Islamic school in Austin, Texas, United States

Austin Peace Academy is an Islamic school in Austin, Texas, serving pre-kindergarten through grade 12. As of 2016, its students originate from 19 nationalities. It opened in 1997 in West Campus, housing pre-kindergarten, and moved to current location in 1999. The school received its current name in 2003 and is operated as an entity of the Islamic Center of Greater Austin.

==History==

The Muslim community in Austin founded Austin Peace Academy to allow Muslim American students in the Austin area to preserve their Islamic identity, heritage and practices.

Austin Peace Academy was established in 1997 in a small building with about sixteen students as the first Islamic school in Austin. The school was initially named Peace Elementary School. In its inaugural year, the school offered Pre-K to Kindergarten (KG). In 1997, the school was moved to its current location at 5110 Manor Road.

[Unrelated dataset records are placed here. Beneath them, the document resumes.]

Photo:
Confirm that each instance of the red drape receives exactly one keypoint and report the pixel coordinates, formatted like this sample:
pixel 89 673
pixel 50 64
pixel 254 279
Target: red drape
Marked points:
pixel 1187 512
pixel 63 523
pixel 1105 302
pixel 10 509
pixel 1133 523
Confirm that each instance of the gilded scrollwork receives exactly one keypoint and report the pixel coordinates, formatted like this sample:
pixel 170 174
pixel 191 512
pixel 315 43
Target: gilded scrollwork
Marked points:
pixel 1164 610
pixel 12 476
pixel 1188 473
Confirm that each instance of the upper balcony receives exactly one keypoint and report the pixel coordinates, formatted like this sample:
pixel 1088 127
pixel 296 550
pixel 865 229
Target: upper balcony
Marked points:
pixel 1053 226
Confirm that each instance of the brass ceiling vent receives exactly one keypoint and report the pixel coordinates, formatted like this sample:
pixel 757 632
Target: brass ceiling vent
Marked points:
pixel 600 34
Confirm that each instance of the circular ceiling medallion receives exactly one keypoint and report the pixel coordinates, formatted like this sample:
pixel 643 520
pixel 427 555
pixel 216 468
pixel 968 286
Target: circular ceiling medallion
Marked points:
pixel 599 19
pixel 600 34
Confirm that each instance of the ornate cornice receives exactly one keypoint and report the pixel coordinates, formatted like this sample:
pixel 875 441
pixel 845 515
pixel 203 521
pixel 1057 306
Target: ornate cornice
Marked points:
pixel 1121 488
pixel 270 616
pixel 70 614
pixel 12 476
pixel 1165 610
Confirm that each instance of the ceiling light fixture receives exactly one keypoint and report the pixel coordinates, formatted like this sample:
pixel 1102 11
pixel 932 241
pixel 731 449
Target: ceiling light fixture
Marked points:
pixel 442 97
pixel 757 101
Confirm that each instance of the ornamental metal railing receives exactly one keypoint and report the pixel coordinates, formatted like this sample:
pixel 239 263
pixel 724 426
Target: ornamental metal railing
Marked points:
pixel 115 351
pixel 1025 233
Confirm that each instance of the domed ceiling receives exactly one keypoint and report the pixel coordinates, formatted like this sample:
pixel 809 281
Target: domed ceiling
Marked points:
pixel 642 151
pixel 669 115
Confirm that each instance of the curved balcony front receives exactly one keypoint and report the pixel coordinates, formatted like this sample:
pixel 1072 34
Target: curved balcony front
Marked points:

In 2003, the school was renamed Austin Peace Academy which serves students from Pre-school to 12th grade. The school has a diverse body of students whose parents come from 19 nationalities.

In November 2005, Austin Peace Academy was approved for accreditation candidacy by the Southern Association of Colleges and Schools (SACS).

In April 2007, the Southern Association of Colleges and Schools (SACS) recommended Austin Peace Academy for accreditation. In December 2007, at the SACS annual meetings, Austin Peace Academy received its accreditation.